Modeling, Simulation, and Realization of Cognitive Technical Systems

Abstract

This thesis presents a novel approach for the modeling, simulation, and realization of Cognitive Technical Systems. In contrast to other approaches, in this thesis, the structure and dynamic of the real world is initially formalized my means of an intermediate level instead of implementing a technical model directly. Furthermore, human cognition is investigated in an integrated manner and based on experiments with a mobile robot, as an example for a complex technical system. The formal description of human interaction and cognition is realized by Situation-Operator-Modeling (SOM), which can be implemented technically by patterns of high-level Petri Nets. With the state space of a SOM-based Petri Net, Human-Machine-Interaction can be analyzed, e.g., in order to detect human errors automatically. Furthermore, several cognitive functions, like planning, execution, perception, and learning, can be simulated. The different cognitive functions and related representations, which are all based on the same methodical background, are combined within an integrated cognitive architecture.
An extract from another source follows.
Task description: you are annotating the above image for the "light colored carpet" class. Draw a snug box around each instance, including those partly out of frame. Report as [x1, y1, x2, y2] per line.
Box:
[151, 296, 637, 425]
Only the interplay among several functions and a novel kind of knowledge structuring, which contributes significantly to reduce the complexity of the real world, enable the realization of human-like behavior for technical systems. The system's capability to establish and to refine goal-directed behavior from interaction with the environment, also if no system-specific initial knowledge is available, is demonstrated by experiments with a mobile robot interacting within a dynamic office environment. An additional value of this thesis for further research is especially given by the proposed generic approach for modeling, simulation, and analysis of Human-Machine-Interaction. Moreover, the formal description and implementation of the cognitive functions, the developed knowledge structuring, and the cognitive architecture may be applied to arbitrary kind of technical systems.